NOTE; Since "The Conversation" published this article, The Australian Therapeutic Drugs Administration has decided against approving Benlysta for use in Australia. (The right-hand column of this blog has a link to a petition in relation to this.)

Addressing Lupus in Indigenous Australian Communities

Republished from "The Conversation"

By Fabien Vincent, Monash University and Fabienne Mackay, Monash University

Lupus is a chronic inflammatory systemic autoimmune disorder. It affects various tissues of the body, particularly the heart, joints, lungs, skin and kidneys. An autoimmune illness is one in which body’s immune system attacks the body itself, destroying healthy tissues.

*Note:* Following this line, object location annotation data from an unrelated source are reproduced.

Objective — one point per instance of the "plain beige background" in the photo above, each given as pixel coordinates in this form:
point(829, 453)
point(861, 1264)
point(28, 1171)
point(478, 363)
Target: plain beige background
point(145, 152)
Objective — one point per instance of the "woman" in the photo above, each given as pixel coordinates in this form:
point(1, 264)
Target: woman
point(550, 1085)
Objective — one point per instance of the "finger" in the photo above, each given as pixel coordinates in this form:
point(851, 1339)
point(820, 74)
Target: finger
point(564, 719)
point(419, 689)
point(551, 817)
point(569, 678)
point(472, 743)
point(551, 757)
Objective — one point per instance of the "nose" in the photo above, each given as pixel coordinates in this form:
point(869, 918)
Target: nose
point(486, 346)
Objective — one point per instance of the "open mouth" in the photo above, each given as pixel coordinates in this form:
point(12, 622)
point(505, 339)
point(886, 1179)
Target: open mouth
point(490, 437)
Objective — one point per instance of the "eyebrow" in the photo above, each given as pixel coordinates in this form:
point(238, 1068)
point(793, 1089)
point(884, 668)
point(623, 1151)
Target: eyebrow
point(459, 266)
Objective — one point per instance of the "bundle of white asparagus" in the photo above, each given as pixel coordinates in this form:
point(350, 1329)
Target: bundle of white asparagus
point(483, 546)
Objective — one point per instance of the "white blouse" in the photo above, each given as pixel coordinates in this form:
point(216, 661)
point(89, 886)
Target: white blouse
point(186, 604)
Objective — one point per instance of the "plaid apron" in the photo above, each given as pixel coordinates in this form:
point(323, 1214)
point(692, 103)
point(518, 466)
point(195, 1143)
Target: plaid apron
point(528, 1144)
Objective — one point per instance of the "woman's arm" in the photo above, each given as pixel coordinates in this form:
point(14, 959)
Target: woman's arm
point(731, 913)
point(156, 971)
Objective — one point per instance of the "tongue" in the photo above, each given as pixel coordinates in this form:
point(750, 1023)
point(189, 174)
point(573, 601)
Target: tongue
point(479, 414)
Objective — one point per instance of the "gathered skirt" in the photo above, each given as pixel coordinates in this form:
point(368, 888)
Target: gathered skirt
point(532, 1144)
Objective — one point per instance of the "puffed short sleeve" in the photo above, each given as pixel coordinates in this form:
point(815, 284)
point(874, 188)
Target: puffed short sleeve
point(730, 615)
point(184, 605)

The cause of the disease is most likely multifactorial (involving environmental and genetic factors) but we still don’t know what it is. While there’s no specific treatment to cure lupus, symptoms can be treated and controlled. Generally, this condition results in substantial illness, death, disability, economic loss, and a significant negative effect on people’s self-reported quality of life.

Incidence and prevalence are epidemiological terms used to described the frequency of a disease in a population. There are disparities in the incidence and prevalence of lupus and they vary with geography and ethnicity. Rates are higher among certain minorities, including African-Americans, African-Caribbeans, Hispanics, Asians, North American Indians and Indigenous Australians. Some studies show that the socioeconomic status of these populations doesn’t have an influence on disease prevalence.

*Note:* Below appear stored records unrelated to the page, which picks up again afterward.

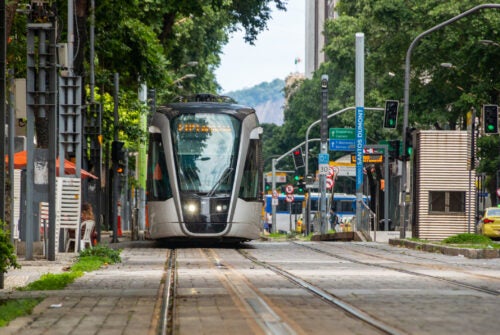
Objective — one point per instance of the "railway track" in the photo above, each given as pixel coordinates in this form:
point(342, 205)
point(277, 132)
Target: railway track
point(234, 274)
point(397, 267)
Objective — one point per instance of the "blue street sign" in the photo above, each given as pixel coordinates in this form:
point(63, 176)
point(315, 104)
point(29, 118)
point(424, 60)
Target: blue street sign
point(323, 159)
point(342, 145)
point(360, 127)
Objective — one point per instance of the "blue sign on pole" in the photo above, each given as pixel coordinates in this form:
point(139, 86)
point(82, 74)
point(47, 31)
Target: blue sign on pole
point(323, 158)
point(360, 128)
point(342, 145)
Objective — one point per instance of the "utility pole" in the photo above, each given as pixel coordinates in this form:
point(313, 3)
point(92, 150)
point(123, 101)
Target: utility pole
point(360, 122)
point(324, 157)
point(116, 178)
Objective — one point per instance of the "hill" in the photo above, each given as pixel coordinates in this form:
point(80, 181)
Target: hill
point(267, 98)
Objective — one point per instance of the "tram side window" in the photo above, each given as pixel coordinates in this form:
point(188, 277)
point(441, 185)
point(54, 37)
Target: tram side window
point(158, 179)
point(249, 188)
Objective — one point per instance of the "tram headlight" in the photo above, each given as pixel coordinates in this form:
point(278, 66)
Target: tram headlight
point(221, 208)
point(191, 208)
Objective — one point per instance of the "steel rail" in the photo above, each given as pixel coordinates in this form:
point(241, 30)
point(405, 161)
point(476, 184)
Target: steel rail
point(449, 281)
point(352, 310)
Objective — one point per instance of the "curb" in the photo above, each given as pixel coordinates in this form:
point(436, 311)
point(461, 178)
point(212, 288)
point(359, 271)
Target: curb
point(450, 251)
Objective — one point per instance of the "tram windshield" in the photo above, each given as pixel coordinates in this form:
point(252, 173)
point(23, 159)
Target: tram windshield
point(205, 149)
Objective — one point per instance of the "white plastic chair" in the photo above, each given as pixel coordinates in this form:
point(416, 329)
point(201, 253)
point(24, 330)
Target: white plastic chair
point(87, 227)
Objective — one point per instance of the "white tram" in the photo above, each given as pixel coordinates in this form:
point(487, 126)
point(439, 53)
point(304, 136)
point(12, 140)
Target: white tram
point(204, 171)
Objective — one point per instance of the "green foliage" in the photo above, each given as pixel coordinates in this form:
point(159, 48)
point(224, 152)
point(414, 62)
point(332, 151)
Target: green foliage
point(11, 309)
point(50, 281)
point(88, 260)
point(8, 257)
point(105, 254)
point(259, 94)
point(467, 238)
point(440, 97)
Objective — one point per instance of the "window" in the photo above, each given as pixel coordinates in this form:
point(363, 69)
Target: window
point(249, 189)
point(447, 202)
point(158, 180)
point(205, 148)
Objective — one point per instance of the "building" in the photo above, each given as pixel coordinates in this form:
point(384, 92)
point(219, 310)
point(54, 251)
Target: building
point(443, 185)
point(317, 13)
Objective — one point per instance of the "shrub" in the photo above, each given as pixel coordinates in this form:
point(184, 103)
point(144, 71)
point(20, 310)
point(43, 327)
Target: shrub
point(467, 238)
point(8, 257)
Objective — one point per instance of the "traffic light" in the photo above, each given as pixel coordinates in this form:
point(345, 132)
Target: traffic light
point(118, 156)
point(297, 158)
point(117, 152)
point(490, 119)
point(301, 186)
point(268, 187)
point(408, 148)
point(391, 114)
point(394, 149)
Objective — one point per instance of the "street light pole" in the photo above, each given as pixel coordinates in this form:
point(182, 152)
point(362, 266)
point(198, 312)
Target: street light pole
point(407, 102)
point(323, 152)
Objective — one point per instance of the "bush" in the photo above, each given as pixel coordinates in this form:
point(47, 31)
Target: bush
point(109, 255)
point(467, 238)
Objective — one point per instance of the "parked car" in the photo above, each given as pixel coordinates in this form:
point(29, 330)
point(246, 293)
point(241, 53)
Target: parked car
point(489, 225)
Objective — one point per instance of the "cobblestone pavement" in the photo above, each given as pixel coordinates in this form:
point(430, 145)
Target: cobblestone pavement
point(118, 299)
point(124, 298)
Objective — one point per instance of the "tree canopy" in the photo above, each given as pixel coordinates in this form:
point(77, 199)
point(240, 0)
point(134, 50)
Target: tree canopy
point(441, 97)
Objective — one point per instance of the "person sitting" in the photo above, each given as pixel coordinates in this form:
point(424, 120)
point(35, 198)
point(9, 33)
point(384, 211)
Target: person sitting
point(87, 213)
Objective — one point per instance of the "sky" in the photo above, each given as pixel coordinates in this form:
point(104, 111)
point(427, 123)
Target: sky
point(273, 55)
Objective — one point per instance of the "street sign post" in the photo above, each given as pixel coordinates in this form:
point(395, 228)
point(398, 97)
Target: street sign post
point(323, 164)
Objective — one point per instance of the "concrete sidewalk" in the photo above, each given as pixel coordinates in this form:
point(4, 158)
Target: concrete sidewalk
point(117, 299)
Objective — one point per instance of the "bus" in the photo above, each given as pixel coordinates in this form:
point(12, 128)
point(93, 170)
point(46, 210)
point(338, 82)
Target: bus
point(288, 213)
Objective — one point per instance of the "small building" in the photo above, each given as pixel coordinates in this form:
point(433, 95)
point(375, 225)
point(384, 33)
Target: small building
point(443, 184)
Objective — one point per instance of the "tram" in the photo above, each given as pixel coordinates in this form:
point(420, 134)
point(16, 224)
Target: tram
point(204, 172)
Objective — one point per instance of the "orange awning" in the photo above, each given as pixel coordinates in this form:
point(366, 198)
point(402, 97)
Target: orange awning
point(21, 159)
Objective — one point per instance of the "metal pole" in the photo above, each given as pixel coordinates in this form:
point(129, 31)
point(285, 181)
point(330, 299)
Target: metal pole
point(273, 187)
point(360, 122)
point(116, 177)
point(323, 151)
point(407, 102)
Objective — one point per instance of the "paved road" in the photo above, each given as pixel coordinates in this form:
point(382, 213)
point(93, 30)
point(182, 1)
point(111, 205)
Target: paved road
point(221, 290)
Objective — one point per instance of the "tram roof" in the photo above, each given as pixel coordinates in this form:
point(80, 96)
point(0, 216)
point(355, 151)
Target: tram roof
point(239, 111)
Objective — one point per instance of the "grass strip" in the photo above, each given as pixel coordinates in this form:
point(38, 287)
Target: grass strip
point(88, 260)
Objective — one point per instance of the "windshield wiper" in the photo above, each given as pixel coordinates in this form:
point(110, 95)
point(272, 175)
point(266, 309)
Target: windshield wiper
point(227, 172)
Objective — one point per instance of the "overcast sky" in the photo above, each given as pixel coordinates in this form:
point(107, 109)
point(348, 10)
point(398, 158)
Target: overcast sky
point(273, 55)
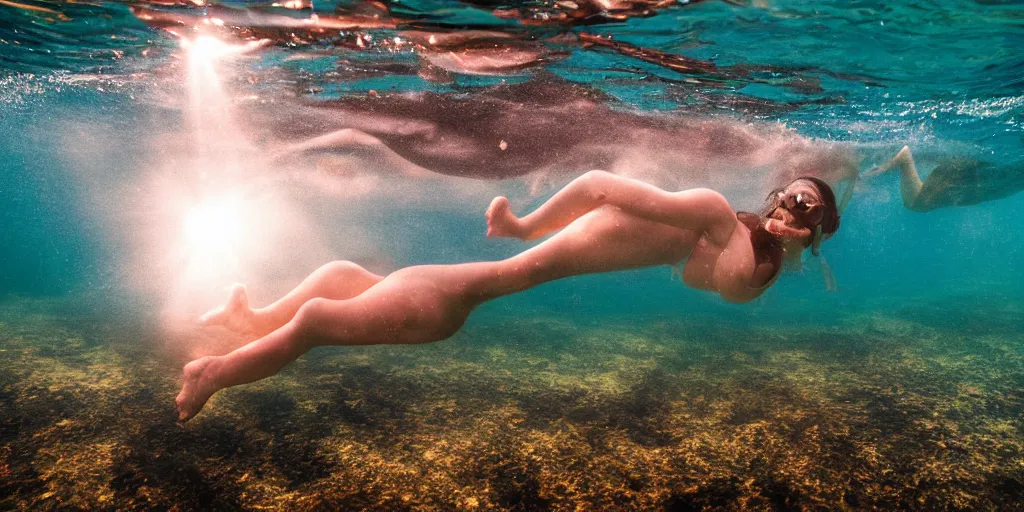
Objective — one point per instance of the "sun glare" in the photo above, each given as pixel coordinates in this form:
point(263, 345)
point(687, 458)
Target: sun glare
point(214, 225)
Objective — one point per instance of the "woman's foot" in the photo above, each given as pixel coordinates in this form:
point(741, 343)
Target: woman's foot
point(501, 220)
point(198, 388)
point(236, 315)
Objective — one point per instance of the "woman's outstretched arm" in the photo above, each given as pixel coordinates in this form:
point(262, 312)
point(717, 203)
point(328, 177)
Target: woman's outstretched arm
point(695, 209)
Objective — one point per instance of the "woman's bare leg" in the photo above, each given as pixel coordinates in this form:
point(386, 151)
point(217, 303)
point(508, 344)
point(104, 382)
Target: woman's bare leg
point(410, 310)
point(909, 179)
point(335, 281)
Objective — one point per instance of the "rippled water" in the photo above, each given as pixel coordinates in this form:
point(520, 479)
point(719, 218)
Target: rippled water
point(623, 391)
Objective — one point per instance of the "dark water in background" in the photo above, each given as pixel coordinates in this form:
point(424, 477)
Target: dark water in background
point(84, 88)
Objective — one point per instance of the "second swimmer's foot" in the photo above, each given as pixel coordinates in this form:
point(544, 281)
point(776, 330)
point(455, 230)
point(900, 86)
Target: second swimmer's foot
point(236, 315)
point(501, 220)
point(198, 388)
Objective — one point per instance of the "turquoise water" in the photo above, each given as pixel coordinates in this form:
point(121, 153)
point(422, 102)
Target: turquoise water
point(904, 388)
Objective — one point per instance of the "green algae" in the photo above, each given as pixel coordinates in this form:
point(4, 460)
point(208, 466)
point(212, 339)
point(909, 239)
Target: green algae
point(880, 411)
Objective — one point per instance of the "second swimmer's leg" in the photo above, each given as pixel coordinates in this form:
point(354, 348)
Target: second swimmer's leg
point(910, 183)
point(335, 281)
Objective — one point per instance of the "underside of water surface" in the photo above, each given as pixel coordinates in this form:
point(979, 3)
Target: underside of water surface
point(152, 154)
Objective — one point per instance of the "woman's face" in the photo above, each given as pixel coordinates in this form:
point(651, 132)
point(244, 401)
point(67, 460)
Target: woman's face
point(798, 211)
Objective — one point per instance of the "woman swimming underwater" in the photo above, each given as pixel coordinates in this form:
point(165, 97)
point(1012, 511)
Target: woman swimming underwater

Lupus and Indigenous Australians

Indigenous Australians comprise Aboriginal and Torres Strait Islander populations. According to the 2006 Australian census, Indigenous Australians account for about 2.5% (517,000 people) of the total Australian population. Owing to its singular customs, traditions, legacies, socioeconomic and health characteristics, the Indigenous community stands out as a unique population. Indigenous Australians also live in poorer health conditions and have lower life expectancy and higher perinatal mortality.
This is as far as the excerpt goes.